I poveri alla Caritas: così pesano crisi bassi salari e Rdc che non copre tutti

Quanto ha inciso la pandemia sulla crescita della povertà? E quanto il Reddito di cittadinanza e quello di emergenza hanno mitigato le difficoltà della crisi? Non è semplice scorporare i dati del Rapporto Istat, ma qualche risposta può venire sovrapponendoli a quelli raccolti sul campo dalla Caritas che pubblicherà a luglio una nuova analisi, di cui possiamo anticipare qualche cifra. L’istituzione caritativa della Chiesa cattolica, infatti, è stata da subito in prima linea nell’affrontare la ‘pandemia sociale’ scoppiata a seguito del Covid tramite la sua rete capillare di centri di ascolto, mense, supermercati solidali, pacchi alimentari e sostegno delle famiglie. Un osservatorio privilegiato che conferma innanzitutto la portata devastante della pandemia sul piano economico sociale. Se, infatti, prima del Covid ai centri Caritas si rivolgevano in media 200mila persone l’anno, con un trend in calo, solo tra marzo e maggio 2020 sono stati ben 450mila a bussare alla porta delle Caritas, per arrivare poi a 545mila tra settembre 2020 e marzo 2021. Tra questi, il 60% è italiano (erano il 44% nel 2019) e per quasi un terzo si trattava di persone che per la prima volta si rivolgevano a un centro di aiuto. Tra i nuovi profili di povertà si rintracciano alcune costanti: anzitutto la presenza di giovani coppie o genitori singoli con figli minori, in cui l’unico adulto che lavora ha redditi inferiori a 1.000 euro. E poi single con meno di 34 anni o sopra i 55 che non lavorano (e non hanno pensione). Parallelamente si assiste alla cronicizzazione della intensa deprivazione di chi già si rivolgeva alla Caritas, in particolare persone disoccupate con basso livello di istruzione. L’impatto della crisi è ben visibile nei 7 nuclei su 10 di beneficiari continuativi con al proprio interno un membro che ha subito la sospensione dell’attività lavorativa; mentre in un quarto delle famiglie un componente ha perso il lavoro e in un sesto dei casi c’è stata una riduzione dell’orario (e del salario).
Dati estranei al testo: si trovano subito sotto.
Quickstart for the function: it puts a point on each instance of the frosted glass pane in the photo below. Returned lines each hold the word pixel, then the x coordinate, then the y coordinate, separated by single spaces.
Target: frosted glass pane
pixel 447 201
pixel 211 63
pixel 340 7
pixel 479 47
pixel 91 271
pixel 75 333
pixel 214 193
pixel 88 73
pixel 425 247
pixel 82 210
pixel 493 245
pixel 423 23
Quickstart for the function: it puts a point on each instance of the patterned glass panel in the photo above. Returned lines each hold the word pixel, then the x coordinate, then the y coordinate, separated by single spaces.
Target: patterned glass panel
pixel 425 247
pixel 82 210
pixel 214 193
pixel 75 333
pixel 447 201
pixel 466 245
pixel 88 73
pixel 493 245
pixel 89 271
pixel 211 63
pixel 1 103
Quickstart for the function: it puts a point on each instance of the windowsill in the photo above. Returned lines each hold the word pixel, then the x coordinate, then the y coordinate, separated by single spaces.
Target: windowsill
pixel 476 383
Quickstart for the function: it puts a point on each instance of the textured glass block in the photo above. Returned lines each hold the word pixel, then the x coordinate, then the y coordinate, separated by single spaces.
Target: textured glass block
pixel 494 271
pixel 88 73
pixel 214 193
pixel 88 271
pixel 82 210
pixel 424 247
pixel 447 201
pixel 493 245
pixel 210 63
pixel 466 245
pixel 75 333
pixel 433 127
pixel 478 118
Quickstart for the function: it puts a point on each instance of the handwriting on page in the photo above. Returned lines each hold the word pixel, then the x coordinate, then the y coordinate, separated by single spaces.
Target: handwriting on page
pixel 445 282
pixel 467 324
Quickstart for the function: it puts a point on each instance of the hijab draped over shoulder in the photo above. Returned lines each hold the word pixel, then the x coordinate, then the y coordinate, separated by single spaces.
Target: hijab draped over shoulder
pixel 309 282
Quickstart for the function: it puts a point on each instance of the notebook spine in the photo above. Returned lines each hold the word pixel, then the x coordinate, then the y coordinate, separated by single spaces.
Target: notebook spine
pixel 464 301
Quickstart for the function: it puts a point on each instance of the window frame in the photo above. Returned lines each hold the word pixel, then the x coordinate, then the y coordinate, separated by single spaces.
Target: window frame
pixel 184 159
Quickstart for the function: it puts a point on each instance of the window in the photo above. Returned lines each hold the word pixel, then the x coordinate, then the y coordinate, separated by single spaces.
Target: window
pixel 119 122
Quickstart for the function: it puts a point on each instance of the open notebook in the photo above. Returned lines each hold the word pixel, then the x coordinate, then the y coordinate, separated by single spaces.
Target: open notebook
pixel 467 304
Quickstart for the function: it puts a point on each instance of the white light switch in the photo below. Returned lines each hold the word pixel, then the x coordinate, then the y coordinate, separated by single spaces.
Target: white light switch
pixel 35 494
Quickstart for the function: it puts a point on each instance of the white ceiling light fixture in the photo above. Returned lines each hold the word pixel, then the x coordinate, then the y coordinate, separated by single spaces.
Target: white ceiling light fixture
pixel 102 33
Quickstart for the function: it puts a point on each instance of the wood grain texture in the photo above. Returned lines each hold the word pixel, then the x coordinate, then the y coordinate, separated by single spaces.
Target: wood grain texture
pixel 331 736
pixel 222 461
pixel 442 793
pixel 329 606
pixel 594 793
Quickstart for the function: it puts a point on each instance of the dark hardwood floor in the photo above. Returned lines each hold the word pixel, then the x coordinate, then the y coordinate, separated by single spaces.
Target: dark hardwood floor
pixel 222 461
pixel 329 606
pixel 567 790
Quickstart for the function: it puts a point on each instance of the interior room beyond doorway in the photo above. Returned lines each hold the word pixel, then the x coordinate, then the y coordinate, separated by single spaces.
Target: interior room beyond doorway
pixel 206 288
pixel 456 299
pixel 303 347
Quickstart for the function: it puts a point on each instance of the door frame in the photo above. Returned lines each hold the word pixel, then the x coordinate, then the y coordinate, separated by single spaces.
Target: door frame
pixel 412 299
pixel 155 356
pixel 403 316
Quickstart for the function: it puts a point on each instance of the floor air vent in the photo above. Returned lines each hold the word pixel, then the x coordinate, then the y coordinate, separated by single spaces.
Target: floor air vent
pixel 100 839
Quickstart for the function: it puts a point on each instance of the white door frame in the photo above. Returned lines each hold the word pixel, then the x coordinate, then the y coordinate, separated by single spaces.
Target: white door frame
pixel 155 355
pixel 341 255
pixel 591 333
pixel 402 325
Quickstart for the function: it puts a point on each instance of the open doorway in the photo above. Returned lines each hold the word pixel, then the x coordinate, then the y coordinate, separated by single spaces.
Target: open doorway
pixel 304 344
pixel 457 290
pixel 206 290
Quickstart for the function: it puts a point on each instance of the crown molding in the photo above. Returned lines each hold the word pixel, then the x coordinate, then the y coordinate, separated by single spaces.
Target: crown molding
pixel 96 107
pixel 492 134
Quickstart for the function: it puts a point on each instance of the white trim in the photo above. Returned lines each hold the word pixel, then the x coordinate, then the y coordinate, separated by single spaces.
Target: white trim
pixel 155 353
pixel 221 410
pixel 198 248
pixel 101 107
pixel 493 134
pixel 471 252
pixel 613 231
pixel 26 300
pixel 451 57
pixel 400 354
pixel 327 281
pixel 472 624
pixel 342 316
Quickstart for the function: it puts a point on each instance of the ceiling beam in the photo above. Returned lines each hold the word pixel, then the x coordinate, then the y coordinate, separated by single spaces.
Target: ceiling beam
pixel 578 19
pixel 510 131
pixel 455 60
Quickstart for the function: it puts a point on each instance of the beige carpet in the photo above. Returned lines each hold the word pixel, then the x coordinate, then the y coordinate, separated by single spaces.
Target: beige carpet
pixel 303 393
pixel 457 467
L’indagine Istat è basata sui consumi e dunque occorrerebbe calcolare la tara di lunghi periodi di lockdown a negozi chiusi e acquisti ridotti. Ma, assieme alle rilevazioni Caritas, fornisce comunque alcune indicazioni anche su come abbia o non abbia funzionato il Reddito di cittadinanza che, con maggiore evidenza in questa occasione, ha mostrato da un lato il suo essere essenziale per mitigare gli effetti della crisi, ridurre l’intensità della povertà stessa e far calare quella relativa; ma dall’altro tutti i difetti propri più volte evidenziati. Anzitutto quello di non ‘coprire’ esattamente l’area della povertà assoluta per i limiti all’accesso degli stranieri (il 30% dei nuclei è in povertà assoluta ma nella gran parte non riceve benefici) e la scala di equivalenza di redditi e assegno che non valorizza come dovuto le famiglie con figli, la categoria più a rischio povertà secondo i dati Istat. Tanto che i minori poveri sono in crescita costante. E ancora, l’omogeneità a livello nazionale degli importi che penalizza in particolare gli abitanti del Nord e dei centri metropolitani, in cui il costo della vita è più elevato. Infine, migliorare il collegamento con i servizi sociali e il Terzo settore.

Sullo sfondo restano due questioni fondamentali: il rapporto tra Rdc e le politiche attive per l’occupazione, anzitutto. Ma non di meno la necessità di elevare il livello minimo dei salari e combattere il ‘nero’: i dati della Caritas, infatti, segnalano che il numero di occupati poveri, remunerati con meno di 1.000 euro al mese, è particolarmente elevato.